I acknowledge that many PUAs objectify women, and I've voiced my opposition to such objectification. My whole "roundtable" with APB was about how I thought a "high brow" approach would nullify the need for a "low brow" approach. I still believe this is the case, but given our lack of funding, our current lack of a network, and the entrenchment of those academics who promote the status quo, right now it's just a pipe dream. I think it was William who said, "That all sounds high and mighty, but what can we do now? The answer, for some of these men, is to learn how to approach women. It's low brow, tacky, goofy, aimed at an unusually crazy group of men, and ultimately not entirely fulfilling, but it's something. It teaches men to be open with women, even if they're total assholes. At least it's honest. A lot of these guys happen to be complete assholes to begin with; the PUA just makes it come out. Of course, having a movement that would turn assholes into gold would be nice too, but that kind of thinking usually takes place among people who are more established and past the basics of just learning how to approach women. Think about it--if you find a man who is afraid to approach women and has had few conversations with women, how can anyone expect him to be smooth, considerate, or respectful? If a man has no contact with women over his whole life, I'd say that you should expect him to be an asshole.
Now we could bypass PUA with education. Deep education renders tacky PUA obsolete. However, without that network in place combined with the intellectual capital to say something of substance and supported by financial funding, change cannot take place now. Right now, the "high brow" people need to create that network, build on that intellectual capital, and better learn how to finance and make the system work. We can talk to people and educate people in the meantime with those we touch personally. It's a long process. In the meantime, we shouldn't outright condemn people who are trying to work at a lower level because, well, they're at a lower level. Oppose sexism, and oppose their sexism, but don't oppose the idea of men learning to approach women because it doesn't turn men into sexist assholes; it just brings sexist assholes into the open. It also brings nice guys like Kwak and Albert into the open. People don't see this, but there are some positive lives being changed here, including women. How would Kwak's girlfriend ever have met Kwak unless he had been taught to "approach?" PUA ultimately is based on openness even if there is no badly needed moral component. It's not activism, but people are having basic needs met. Think of it as a temporary fix for men who are stunted in emotional growth. It's not our highest or best goal, but it serves some people as a temporary fix, and it does make positive changes, even if it empowers jerks.

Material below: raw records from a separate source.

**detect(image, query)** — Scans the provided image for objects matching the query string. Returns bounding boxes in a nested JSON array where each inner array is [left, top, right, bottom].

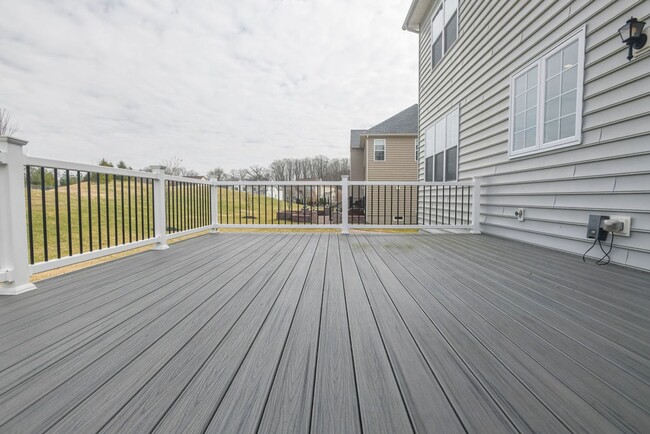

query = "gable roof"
[[363, 104, 418, 136], [350, 130, 366, 148], [402, 0, 433, 33]]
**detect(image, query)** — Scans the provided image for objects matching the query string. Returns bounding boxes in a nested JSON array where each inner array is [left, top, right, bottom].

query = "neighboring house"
[[403, 0, 650, 270], [350, 104, 418, 224], [184, 175, 209, 181], [262, 185, 284, 200]]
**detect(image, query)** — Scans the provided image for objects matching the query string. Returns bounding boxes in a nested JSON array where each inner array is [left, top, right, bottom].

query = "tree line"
[[30, 155, 350, 188], [208, 155, 350, 181]]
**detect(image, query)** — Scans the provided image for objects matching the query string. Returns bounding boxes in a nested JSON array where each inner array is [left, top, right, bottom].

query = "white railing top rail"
[[214, 181, 341, 187], [25, 156, 158, 179], [348, 181, 474, 187], [164, 175, 212, 185], [215, 178, 474, 187]]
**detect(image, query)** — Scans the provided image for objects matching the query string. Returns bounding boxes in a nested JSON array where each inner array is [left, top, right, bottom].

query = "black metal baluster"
[[409, 185, 413, 225], [164, 181, 172, 233], [97, 173, 102, 250], [384, 184, 388, 224], [133, 177, 142, 241], [54, 168, 61, 258], [146, 178, 151, 238], [140, 178, 145, 240], [86, 172, 93, 252], [126, 176, 133, 243], [168, 181, 178, 233], [77, 170, 84, 254], [174, 181, 183, 232], [467, 186, 476, 224], [244, 185, 249, 224], [41, 167, 48, 262], [429, 185, 430, 225], [120, 175, 126, 244], [25, 166, 34, 264], [104, 174, 111, 247], [436, 185, 438, 225], [65, 170, 72, 256], [149, 179, 155, 237], [113, 175, 120, 246], [441, 185, 445, 225], [389, 185, 395, 225], [396, 185, 400, 226], [460, 185, 465, 225], [454, 185, 458, 224]]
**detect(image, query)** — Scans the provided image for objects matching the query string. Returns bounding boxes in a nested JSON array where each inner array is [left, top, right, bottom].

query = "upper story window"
[[424, 108, 459, 182], [431, 0, 458, 67], [509, 29, 585, 157], [373, 139, 386, 161], [413, 139, 420, 161]]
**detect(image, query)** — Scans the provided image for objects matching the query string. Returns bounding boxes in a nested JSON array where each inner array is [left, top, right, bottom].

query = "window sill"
[[508, 138, 582, 160]]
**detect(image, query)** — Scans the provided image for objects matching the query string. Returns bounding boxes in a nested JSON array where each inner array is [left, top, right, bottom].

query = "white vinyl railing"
[[0, 137, 480, 294]]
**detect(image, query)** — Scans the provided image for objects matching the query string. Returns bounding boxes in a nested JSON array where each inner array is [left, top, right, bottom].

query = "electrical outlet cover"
[[609, 215, 632, 237]]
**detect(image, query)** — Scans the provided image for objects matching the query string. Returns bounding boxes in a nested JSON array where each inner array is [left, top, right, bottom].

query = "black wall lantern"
[[618, 17, 648, 60]]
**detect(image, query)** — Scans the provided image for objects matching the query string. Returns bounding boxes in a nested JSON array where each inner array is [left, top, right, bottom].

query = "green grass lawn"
[[25, 181, 324, 263]]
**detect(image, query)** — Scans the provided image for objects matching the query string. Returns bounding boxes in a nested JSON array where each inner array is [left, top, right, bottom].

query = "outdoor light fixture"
[[618, 17, 648, 60]]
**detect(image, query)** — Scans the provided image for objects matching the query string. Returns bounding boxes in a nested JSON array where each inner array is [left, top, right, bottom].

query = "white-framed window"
[[413, 139, 420, 162], [431, 0, 458, 68], [508, 28, 585, 157], [373, 139, 386, 161], [424, 107, 460, 182]]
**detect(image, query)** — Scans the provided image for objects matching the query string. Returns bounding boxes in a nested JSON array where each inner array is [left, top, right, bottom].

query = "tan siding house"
[[404, 0, 650, 270], [350, 104, 418, 224]]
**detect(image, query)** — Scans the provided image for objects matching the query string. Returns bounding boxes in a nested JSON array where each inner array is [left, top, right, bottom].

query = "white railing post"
[[341, 175, 350, 235], [0, 136, 36, 295], [470, 177, 481, 234], [210, 177, 219, 234], [151, 166, 169, 250]]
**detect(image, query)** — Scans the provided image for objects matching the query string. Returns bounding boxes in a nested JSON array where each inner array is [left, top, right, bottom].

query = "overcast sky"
[[0, 0, 418, 173]]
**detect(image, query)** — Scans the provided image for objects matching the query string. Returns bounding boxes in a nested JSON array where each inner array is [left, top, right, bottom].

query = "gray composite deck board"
[[0, 233, 650, 433]]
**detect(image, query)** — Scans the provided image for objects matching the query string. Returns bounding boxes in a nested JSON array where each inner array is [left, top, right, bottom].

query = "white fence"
[[0, 137, 480, 294]]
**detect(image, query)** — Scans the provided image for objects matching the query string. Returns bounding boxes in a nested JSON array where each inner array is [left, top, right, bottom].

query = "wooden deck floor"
[[0, 233, 650, 433]]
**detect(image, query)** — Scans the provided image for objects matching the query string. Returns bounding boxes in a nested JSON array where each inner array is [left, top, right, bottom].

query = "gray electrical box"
[[587, 214, 609, 241]]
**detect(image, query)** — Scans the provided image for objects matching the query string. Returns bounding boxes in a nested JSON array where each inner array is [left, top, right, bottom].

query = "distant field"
[[25, 181, 316, 263]]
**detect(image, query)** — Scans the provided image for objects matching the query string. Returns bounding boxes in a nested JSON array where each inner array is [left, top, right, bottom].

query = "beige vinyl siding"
[[366, 135, 418, 181], [418, 0, 650, 270], [350, 148, 366, 181], [366, 135, 418, 225]]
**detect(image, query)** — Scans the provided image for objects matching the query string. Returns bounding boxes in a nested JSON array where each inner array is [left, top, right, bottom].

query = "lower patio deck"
[[0, 233, 650, 433]]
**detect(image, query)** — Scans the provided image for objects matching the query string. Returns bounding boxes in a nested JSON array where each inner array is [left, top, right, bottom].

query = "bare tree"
[[208, 167, 228, 181], [246, 165, 270, 181], [160, 157, 199, 176], [0, 109, 18, 136], [269, 160, 287, 181]]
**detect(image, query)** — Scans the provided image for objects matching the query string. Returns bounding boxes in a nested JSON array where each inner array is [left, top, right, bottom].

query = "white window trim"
[[429, 0, 460, 69], [508, 26, 586, 158], [413, 139, 420, 162], [424, 105, 460, 182], [372, 139, 388, 162]]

For those who dislike the PUA approach, the solution is to continue building education. We do this by educating, sharing (online), and talking (real time--I still don't think there's a substitute for real time communication.). Build the networks. Learn the system. Get practice doing work. Obviously we can accomplish much more, but we need to work at it.
More about this later. Hopefully I can speak a bit about the male issues vs. female issues from a male perspective in the next installment. In the meantime, share your thoughts.